The latest settlement emanates from the bank’s involvement in the marketing of toxic mortgage-backed securities that in large part were tied to the lending practices of Countrywide Financial, which Bank of America acquired in 2008 as the housing market cratered. It offers more than $7 billion in relief to homeowners and blighted neighborhoods.

A $25 billion settlement in 2012 among the country’s top five mortgage servicers with the nation’s attorneys general focused largely on relief for affected homeowners. In that deal, Bank of America agreed to a $10 billion settlement, $7.6 billion of which was in consumer relief.

The monitor of that settlement in June released Bank of America, saying it had complied with all the necessary provisions, of which $50.1 million of relief was pegged for Coloradans.

How much of Bank of America’s latest settlement will end up in Colorado is still unclear and will probably take many months — the bank has until 2018 to make good on its promises — to determine.

But some details emerge in the settlement’s fine print, such as donations for community reinvestment and neighborhood stabilization.

Specifically, Bank of America agrees to pay demolition and property-remediation costs of abandoned or uninhabitable residential properties, although where and how much are undetermined.

Those properties will be donated to local nonprofits to either rehab or reduce blight. Again, location details are scant.

There is to be help for underserved areas in the form of $50 million in donations to nearly 900 Community Development Financial Institutions nationwide — 13 in Colorado — or other community-development funds.

A minimum of $200,000 will go to the Colorado Lawyer Trust Account Foundation, or COLTAF, which administers the state’s Interest on Lawyer Trust Accounts program. The trust — each state has one and Bank of America will donate up to $30 million for all based on community need — funds legal-aid groups. Donated money must be used for legal assistance in foreclosure prevention and community redevelopment.

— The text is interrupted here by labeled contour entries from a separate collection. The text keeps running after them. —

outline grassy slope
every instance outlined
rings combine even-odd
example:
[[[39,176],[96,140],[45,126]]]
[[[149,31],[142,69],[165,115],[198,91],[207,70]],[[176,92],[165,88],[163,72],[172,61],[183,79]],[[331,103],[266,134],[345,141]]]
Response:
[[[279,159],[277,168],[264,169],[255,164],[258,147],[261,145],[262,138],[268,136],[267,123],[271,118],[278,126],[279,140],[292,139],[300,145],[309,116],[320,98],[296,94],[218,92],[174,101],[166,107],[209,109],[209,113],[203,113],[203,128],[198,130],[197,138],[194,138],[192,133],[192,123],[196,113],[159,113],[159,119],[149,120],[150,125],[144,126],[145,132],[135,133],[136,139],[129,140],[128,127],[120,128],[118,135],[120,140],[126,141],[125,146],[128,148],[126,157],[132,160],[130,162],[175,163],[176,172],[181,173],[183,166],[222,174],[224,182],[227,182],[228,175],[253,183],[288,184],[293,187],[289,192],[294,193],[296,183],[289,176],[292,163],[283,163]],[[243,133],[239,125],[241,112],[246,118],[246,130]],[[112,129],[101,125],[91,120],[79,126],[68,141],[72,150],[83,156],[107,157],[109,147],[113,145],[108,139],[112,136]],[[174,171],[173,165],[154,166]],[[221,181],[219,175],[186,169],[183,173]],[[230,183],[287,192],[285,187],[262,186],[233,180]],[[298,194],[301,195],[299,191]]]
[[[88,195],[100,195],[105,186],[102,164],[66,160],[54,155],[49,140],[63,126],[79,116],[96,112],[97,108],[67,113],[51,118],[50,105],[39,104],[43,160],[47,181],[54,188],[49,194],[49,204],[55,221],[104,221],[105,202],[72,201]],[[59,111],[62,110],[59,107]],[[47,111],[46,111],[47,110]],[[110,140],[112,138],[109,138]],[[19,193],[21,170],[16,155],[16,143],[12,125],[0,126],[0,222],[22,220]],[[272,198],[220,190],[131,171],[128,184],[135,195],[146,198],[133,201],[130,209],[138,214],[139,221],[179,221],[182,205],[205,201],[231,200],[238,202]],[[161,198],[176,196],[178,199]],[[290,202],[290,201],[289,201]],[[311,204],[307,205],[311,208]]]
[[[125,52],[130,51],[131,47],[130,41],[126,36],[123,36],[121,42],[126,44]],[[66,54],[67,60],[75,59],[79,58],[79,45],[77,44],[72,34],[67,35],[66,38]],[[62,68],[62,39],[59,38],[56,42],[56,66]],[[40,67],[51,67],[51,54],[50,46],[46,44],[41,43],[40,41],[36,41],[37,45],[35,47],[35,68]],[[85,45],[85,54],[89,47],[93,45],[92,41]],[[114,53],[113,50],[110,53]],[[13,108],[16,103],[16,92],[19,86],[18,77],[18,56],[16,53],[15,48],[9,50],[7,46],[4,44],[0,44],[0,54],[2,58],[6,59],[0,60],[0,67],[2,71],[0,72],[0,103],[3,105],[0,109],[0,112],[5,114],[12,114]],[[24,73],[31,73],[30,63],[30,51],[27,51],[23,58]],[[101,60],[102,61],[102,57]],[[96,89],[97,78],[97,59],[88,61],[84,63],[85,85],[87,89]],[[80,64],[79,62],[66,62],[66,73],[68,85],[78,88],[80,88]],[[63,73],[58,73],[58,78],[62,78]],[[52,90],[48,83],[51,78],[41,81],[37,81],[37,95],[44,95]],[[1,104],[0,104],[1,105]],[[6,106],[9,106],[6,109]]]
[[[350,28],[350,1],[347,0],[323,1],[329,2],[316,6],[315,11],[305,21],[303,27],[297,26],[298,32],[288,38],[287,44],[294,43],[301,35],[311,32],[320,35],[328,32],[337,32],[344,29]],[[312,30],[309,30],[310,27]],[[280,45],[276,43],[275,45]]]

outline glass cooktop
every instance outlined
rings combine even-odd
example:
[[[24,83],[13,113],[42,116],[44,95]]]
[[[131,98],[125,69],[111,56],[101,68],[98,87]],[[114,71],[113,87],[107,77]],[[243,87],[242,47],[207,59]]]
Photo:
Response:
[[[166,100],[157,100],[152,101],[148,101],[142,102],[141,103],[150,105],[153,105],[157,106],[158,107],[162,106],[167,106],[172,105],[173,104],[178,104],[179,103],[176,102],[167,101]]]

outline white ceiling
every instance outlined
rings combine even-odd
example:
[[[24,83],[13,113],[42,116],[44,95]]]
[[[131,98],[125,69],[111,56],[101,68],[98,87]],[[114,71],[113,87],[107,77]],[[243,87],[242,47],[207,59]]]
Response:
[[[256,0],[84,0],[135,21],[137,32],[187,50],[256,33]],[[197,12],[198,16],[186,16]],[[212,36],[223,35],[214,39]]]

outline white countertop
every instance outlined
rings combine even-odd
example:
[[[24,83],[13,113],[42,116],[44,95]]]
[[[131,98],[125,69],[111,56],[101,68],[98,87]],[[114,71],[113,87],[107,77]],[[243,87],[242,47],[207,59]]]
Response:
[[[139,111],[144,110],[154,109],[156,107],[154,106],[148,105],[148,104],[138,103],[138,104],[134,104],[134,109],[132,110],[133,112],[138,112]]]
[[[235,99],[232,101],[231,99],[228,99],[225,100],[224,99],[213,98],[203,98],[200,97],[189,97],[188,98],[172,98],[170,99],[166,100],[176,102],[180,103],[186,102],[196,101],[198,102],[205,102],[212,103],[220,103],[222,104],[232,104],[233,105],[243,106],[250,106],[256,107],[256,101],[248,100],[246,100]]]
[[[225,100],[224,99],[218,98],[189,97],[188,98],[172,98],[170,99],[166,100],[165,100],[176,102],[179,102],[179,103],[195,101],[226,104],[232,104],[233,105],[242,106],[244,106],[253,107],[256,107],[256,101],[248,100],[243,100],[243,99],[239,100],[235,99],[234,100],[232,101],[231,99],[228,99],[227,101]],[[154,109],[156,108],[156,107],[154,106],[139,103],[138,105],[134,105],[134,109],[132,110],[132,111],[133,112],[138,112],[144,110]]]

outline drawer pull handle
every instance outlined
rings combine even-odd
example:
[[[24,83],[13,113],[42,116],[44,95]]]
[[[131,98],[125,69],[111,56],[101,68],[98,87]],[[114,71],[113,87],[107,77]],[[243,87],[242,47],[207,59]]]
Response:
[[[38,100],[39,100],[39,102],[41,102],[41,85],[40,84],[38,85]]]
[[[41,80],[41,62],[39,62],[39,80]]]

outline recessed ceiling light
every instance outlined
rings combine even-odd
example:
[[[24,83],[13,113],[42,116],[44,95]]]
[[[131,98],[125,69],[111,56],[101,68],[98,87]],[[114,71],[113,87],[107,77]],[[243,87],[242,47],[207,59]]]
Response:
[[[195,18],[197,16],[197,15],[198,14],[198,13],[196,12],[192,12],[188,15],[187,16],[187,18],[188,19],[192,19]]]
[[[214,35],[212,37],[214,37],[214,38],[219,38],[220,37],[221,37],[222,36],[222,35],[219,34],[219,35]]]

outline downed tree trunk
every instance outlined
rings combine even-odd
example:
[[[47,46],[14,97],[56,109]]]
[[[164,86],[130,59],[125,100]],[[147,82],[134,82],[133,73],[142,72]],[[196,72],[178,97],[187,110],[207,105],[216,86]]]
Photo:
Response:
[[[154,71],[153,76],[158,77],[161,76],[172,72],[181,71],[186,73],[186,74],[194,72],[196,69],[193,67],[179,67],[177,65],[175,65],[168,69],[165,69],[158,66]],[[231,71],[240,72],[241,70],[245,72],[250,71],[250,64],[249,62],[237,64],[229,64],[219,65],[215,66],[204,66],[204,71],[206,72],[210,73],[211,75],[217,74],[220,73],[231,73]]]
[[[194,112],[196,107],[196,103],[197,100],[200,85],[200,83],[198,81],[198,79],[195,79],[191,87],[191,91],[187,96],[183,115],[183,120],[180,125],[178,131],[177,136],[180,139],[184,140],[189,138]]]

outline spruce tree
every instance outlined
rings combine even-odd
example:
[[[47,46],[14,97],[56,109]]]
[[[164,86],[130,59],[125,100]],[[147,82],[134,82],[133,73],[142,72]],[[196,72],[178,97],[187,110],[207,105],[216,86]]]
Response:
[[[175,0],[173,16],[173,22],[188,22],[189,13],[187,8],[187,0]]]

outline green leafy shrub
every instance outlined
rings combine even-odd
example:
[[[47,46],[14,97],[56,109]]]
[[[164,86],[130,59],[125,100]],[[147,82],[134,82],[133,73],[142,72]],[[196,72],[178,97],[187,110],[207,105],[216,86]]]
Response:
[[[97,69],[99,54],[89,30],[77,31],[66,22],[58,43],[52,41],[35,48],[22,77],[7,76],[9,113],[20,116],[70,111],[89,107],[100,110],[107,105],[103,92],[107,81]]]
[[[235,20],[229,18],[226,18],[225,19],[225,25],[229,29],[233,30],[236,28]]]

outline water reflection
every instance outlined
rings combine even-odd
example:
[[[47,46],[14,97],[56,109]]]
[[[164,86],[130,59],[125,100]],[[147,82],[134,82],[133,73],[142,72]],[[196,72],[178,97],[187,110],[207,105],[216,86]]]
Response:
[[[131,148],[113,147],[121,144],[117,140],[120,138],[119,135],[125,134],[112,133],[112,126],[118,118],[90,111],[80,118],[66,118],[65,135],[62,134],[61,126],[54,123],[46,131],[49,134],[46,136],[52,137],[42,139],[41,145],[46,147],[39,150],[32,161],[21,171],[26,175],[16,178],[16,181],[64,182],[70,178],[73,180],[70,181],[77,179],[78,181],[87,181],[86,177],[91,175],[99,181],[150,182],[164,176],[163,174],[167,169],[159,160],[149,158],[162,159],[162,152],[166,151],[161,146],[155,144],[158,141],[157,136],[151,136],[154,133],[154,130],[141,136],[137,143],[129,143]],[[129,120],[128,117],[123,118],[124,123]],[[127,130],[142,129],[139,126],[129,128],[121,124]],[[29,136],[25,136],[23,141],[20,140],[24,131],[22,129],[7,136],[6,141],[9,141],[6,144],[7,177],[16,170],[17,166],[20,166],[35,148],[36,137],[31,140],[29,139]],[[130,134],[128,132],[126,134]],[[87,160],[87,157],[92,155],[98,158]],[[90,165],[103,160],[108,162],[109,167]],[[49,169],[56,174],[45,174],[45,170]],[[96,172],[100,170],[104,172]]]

The funds will be a surge for COLTAF, which last year saw interest on pooled trust funds — its sole source of revenue — drop by nearly half. As a result, funding to some legal-aid programs had to be cut.

“The extended period of the down economy has had a huge impact on interest earned, which is our sole source of funding,” COLTAF executive director Diana Poole said. “We’re so used to bad news in these years, this is quite a great bit of good news.”

The group largely funds Colorado Legal Services, the statewide legal-aid program.

Bank of America is to donate another $20 million for foreclosure-prevention assistance by housing counseling agencies approved by the U.S. Department of Housing and Urban Development. There are 33 in Colorado. Whether all the agencies will share in the funds or whether Bank of America determines which will receive funding is unclear.

Several provisions — the trust-fund donations and those to HUD-approved counseling agencies — mimic those negotiated in the Justice Department’s $7 billion settlement in July with Citigroup.